The Victorian winners of the 2023 Geospatial Excellence Awards were announced at a reception in Melbourne on 14 September, as part of Geospatial Council of Australia’s Victorian Geospatial Conference.
The Awards, formerly the Asia-Pacific Spatial Excellence Awards, are presented once per year on a state/territory basis, with the winners going into the running for the prestigious Oceanic awards.
This year’s winners are:
- Community Impact Award — Veris and Cardinia Shire Council, for the Sealing the Hills project.
- Environment and Sustainability Award — Spatial Vision, ThinkPlace and the Department of Climate Change, Energy, the Environment and Water, for the Environmental-Economic Accounts Dashboard.
- Geospatial Enablement Award — The Department of Transport and Planning, for Vicmap 3D Buildings.
- Innovation Award for Medium to Large Businesses — The Department of Transport and Planning and Archistar, for the eComply: Digital Twin for Building Compliance project.
- Technical Excellence Award — The Department of Transport and Planning, for Pioneering operational Geo-machine learning at scale: Automated waste tyre detection across Victorian Agricultural Land.

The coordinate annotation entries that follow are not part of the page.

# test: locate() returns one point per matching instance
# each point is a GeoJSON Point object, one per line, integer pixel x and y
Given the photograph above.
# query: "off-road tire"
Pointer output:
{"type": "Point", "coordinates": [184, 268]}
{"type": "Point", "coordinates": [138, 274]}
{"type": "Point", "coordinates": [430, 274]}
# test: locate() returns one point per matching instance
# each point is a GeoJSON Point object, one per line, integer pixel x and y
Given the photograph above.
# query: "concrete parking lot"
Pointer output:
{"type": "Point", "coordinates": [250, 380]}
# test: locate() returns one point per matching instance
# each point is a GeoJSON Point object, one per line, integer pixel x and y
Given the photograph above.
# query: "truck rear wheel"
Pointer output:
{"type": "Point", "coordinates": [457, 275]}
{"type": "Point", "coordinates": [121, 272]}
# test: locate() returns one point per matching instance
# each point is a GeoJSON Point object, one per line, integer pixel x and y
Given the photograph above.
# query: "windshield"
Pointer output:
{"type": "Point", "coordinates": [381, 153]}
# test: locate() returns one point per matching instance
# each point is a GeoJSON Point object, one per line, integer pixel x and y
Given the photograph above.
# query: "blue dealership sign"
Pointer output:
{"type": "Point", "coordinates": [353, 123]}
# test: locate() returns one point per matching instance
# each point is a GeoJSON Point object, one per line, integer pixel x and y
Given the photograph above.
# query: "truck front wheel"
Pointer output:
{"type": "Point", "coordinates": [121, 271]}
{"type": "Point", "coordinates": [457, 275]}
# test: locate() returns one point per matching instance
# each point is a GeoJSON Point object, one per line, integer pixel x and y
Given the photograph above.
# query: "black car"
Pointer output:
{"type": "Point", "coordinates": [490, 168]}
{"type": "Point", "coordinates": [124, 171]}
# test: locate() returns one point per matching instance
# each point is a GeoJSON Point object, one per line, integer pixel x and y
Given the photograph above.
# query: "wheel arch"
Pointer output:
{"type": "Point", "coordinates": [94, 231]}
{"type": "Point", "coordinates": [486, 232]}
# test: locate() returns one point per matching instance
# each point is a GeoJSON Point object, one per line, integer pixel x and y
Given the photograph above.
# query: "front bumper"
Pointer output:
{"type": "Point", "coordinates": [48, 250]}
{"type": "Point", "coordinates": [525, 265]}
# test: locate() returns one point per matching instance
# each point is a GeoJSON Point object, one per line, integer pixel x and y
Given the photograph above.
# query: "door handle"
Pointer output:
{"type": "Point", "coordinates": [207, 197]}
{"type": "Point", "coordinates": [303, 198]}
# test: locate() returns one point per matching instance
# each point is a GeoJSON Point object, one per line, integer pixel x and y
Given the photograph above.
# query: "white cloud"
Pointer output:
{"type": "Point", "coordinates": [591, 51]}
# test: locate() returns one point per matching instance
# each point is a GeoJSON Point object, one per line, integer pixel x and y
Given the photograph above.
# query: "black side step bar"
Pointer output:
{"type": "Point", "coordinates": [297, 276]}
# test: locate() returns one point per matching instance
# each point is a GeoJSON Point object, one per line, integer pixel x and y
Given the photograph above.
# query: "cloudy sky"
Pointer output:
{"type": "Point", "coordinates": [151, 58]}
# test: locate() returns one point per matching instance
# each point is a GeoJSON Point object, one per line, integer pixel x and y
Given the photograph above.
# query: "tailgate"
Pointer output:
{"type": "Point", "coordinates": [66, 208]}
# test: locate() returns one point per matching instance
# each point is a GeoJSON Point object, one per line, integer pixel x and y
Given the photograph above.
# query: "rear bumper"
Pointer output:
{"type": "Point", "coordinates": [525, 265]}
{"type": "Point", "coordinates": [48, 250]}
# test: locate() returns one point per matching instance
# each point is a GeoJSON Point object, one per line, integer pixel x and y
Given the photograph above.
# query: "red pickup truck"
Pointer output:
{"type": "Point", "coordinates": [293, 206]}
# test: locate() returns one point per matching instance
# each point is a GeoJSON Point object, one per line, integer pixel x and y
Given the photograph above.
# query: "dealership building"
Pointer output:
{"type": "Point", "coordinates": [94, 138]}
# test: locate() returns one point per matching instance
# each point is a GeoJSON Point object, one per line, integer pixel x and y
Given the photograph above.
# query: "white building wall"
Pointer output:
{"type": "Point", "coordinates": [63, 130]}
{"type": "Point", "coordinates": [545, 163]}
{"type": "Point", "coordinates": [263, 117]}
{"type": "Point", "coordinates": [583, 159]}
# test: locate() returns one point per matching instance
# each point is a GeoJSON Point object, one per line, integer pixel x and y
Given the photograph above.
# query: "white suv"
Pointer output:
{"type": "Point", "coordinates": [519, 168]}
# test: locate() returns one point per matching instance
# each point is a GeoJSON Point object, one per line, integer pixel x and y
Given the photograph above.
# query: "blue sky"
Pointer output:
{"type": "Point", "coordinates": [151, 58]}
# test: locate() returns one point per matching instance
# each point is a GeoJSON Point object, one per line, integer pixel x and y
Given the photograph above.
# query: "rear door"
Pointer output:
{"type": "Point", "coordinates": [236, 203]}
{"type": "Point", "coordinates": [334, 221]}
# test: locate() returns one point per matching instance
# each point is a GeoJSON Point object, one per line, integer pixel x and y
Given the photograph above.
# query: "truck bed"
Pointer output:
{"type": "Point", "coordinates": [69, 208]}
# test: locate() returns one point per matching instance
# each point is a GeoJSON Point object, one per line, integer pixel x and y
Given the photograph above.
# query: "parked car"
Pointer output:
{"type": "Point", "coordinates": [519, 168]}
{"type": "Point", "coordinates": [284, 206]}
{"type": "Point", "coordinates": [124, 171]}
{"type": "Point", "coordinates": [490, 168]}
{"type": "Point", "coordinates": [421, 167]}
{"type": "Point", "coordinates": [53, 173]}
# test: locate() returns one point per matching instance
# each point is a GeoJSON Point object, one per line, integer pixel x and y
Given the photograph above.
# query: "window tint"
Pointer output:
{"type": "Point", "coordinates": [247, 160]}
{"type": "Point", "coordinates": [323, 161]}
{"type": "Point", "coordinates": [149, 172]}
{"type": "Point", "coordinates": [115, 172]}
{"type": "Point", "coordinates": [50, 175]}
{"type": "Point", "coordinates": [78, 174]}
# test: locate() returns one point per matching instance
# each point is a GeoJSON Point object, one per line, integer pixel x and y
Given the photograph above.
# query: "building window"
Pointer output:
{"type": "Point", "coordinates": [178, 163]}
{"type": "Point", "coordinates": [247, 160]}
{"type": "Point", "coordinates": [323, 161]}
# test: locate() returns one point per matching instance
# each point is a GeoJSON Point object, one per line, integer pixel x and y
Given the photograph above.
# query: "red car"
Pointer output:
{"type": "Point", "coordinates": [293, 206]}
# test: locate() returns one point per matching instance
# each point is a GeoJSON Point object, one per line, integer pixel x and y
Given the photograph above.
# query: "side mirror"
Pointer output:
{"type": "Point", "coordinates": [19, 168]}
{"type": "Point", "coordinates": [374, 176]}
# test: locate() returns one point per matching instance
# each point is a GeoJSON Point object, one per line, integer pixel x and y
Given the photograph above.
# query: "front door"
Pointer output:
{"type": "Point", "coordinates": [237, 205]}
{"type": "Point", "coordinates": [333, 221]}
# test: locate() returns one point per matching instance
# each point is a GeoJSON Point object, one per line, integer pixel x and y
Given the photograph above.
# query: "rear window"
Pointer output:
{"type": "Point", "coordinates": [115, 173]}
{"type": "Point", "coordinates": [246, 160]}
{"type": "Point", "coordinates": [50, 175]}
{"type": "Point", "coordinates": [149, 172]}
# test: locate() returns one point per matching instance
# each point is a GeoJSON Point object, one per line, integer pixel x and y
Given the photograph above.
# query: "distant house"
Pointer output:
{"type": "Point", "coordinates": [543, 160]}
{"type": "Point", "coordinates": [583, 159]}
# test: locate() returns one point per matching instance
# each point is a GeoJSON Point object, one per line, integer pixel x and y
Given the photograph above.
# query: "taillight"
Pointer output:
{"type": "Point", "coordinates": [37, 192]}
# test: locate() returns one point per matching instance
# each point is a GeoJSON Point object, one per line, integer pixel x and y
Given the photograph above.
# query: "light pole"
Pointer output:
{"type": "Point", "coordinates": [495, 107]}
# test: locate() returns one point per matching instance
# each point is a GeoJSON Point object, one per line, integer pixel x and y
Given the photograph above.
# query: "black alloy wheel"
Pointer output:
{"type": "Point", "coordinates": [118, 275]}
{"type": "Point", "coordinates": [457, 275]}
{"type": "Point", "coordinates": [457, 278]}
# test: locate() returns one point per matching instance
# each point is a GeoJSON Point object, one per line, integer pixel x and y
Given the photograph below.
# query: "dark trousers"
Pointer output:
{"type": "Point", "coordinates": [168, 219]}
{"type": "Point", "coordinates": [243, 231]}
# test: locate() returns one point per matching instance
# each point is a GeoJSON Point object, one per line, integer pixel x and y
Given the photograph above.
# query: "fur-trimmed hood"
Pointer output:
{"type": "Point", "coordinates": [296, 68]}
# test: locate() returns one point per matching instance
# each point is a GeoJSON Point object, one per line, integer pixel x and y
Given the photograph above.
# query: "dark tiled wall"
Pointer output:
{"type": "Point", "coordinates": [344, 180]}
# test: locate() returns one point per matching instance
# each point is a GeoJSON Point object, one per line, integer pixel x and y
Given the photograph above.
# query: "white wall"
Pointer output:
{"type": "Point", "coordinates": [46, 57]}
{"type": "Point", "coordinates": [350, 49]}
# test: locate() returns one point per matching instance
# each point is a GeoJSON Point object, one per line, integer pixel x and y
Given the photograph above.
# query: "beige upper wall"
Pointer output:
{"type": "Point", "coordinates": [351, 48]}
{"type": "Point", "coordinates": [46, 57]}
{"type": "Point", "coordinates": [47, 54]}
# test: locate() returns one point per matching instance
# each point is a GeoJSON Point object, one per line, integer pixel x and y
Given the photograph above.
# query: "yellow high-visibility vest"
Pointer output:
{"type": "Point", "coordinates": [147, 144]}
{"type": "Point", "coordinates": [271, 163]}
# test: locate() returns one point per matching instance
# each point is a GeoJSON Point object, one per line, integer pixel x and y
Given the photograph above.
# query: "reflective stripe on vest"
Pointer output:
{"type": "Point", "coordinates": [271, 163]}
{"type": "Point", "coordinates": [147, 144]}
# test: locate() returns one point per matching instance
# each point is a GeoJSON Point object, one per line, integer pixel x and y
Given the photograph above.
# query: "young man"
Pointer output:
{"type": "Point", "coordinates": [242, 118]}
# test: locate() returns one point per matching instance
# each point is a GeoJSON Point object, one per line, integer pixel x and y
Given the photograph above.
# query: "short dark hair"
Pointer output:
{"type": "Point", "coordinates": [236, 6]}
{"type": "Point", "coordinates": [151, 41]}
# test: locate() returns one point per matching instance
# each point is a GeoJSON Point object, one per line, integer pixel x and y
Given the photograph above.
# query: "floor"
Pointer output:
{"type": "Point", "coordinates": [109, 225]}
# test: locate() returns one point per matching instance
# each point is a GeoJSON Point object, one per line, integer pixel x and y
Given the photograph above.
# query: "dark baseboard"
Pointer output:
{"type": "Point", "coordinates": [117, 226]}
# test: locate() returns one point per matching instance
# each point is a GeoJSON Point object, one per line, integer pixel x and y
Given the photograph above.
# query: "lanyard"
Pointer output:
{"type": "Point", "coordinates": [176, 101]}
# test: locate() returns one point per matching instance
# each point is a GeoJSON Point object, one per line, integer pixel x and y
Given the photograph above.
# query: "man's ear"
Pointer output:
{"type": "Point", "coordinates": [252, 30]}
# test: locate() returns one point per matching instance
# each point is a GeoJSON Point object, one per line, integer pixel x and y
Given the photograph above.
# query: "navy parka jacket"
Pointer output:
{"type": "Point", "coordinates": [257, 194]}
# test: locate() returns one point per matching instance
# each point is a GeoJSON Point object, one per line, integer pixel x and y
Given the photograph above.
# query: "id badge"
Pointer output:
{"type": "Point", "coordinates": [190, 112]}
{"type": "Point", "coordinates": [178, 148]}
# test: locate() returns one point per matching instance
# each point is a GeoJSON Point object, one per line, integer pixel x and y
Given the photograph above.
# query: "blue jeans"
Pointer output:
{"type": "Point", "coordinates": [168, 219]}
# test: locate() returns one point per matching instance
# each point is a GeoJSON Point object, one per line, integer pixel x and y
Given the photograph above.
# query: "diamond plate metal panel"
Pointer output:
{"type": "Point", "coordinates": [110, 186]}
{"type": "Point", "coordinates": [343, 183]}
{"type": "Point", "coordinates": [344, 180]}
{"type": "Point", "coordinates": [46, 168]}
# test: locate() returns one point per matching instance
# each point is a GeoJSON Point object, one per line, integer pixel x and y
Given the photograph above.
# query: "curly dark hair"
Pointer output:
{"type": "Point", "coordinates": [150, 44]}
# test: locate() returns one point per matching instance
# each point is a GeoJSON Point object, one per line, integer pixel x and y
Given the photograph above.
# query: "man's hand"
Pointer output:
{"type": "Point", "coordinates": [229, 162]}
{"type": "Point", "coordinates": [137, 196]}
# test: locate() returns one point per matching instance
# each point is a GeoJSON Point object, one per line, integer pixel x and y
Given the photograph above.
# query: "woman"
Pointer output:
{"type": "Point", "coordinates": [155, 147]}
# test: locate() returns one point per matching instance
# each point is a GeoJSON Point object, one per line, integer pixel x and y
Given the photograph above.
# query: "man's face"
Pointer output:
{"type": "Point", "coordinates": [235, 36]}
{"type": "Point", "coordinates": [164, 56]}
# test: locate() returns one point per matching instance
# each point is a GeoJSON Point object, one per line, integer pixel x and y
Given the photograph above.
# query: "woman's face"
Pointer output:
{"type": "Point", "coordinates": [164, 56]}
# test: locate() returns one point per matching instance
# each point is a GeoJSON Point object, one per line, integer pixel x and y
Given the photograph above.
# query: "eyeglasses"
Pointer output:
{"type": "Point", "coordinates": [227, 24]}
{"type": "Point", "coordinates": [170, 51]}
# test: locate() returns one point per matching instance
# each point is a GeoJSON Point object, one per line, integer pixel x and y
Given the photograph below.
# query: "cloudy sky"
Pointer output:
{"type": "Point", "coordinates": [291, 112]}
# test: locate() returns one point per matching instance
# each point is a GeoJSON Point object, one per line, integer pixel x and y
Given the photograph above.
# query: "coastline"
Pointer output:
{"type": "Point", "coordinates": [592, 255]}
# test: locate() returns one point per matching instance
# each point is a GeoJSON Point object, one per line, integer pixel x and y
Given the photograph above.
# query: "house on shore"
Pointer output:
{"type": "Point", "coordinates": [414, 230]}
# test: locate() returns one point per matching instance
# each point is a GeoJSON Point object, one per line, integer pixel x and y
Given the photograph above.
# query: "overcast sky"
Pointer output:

- Award for Workforce Development and Inclusion — Winyama, for its Indigenous Mapping Workshop Narrm.
- Postgraduate Student Award — Mai Nguyen, Monash University.
- Educational Development Awards — Davood Shojaei (University of Melbourne) and Nick Buzza (part-time teacher of surveying and spatial information services at TAFE NSW).
- Diversity & Inclusion Award — Melinda Borg, Principal GIS Consultant at Advisian.
- Future Leader of the Year Award — Oscar So, Geospatial Analyst at Australia Post.
Craig Sandy, Surveyor-General of Victoria, also presented two special awards:
- Excellence in Geographic Place Naming Award — Joint winners – Barwon Coast for the Bukareeyoo naming proposal; and Mornington Peninsula Shire for the proposal to name the Pauline Powell Walk.
- Sustained Excellence in Cadastral Surveying Award — Raymund Francis Earls
All these state winners — along with the recently announced winners from NSW and Tasmania — are eligible for the prestigious Oceanic competition, as will be the soon-to-be-announced awardees from Queensland, South Australia, Western Australia and the Australian Capital Territory.
The Oceanic awards will be presented at a Gala Dinner to be held as part of the Locate24 conference in Sydney in May 2024.